Neulich im Kino: Ein ganzer Schwarm Frauen liess sich um mich herum nieder. Einige musterten mich unverhohlen. Mir fiel das Frauenefeindlichste ein, was die Medien über "Fifty Shades of Grey" gesagt haben: Das sei "Mommy Porn". Was immer das heissen soll - es stimmt nicht, wie ein ebenso unverhohlener Blick auf die Frauen rundum zeigte. Die meisten hätten meine Töchter sein können. Es verführt aber junge Frauen dazu, unfreundliche Dinge über ältere Frauen zu denken. Und umgekehrt.

Ich habe also "Fifty Shades of Grey" gesehen. Soll ich jetzt auch noch einen Einstern-Verriss schreiben? Man gilt ja als leicht debil, wenn man es nich tut. Also gut: Ich fand die erste Hälfte (ohne Sex) so langweilig, dass ich die zweite Hälfte (mit Sex) beinahe verdöst hätte.



Ich lernte im Film eine Stärke des Buchs vermissen: Autorin E L James weiss dramatische Wendepunkte wie elektrische Schläge zu setzen. Die Leinwand-Umsetzung arbeitet definitiv mit Schwachstrom.

Aber eines oder zwei kleine Highlights für halb Wachgebliebene gabs doch. Meins hängt damit zusammen, dass der Film krampfhaft seine Verwandschaft mit der Mutter aller Liebesschmonzetten geltend machen will: mit Jane Austens Stolz und Vorurteil. Wohl deshalb spielt die Engländerin Jennifer Ehle eine nicht unbedeutende Nebenrolle - die wenig lebenstüchtige Mama von Heldin Anastasia Steele.
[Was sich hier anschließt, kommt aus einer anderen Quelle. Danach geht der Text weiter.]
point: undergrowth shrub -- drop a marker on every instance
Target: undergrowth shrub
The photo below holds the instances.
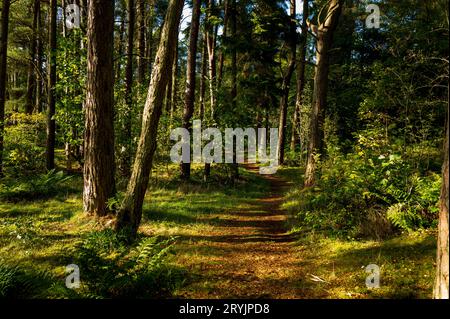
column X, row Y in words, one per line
column 109, row 268
column 25, row 143
column 370, row 192
column 39, row 187
column 19, row 283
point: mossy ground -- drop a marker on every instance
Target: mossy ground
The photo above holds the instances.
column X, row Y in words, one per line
column 233, row 240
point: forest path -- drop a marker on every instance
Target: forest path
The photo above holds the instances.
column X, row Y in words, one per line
column 251, row 255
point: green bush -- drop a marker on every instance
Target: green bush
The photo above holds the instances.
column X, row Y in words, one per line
column 109, row 268
column 371, row 191
column 39, row 187
column 25, row 143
Anglophilen Muttis springt der Name sofort ins Auge: Ehle spielte in einer legendären BBC-Verfilmung aus dem Jahre 1995 Elizabeth Bennet, die Heldin von "Stolz und Vorurteil" - an der Seite von Colin Firth, no less:



Ehle gibt Mutter Steele als warmherzig-überdrehte Nervensäge. Davon gibts noch keine Bilder. Schade. Eine kleine, aber gelungene Performance.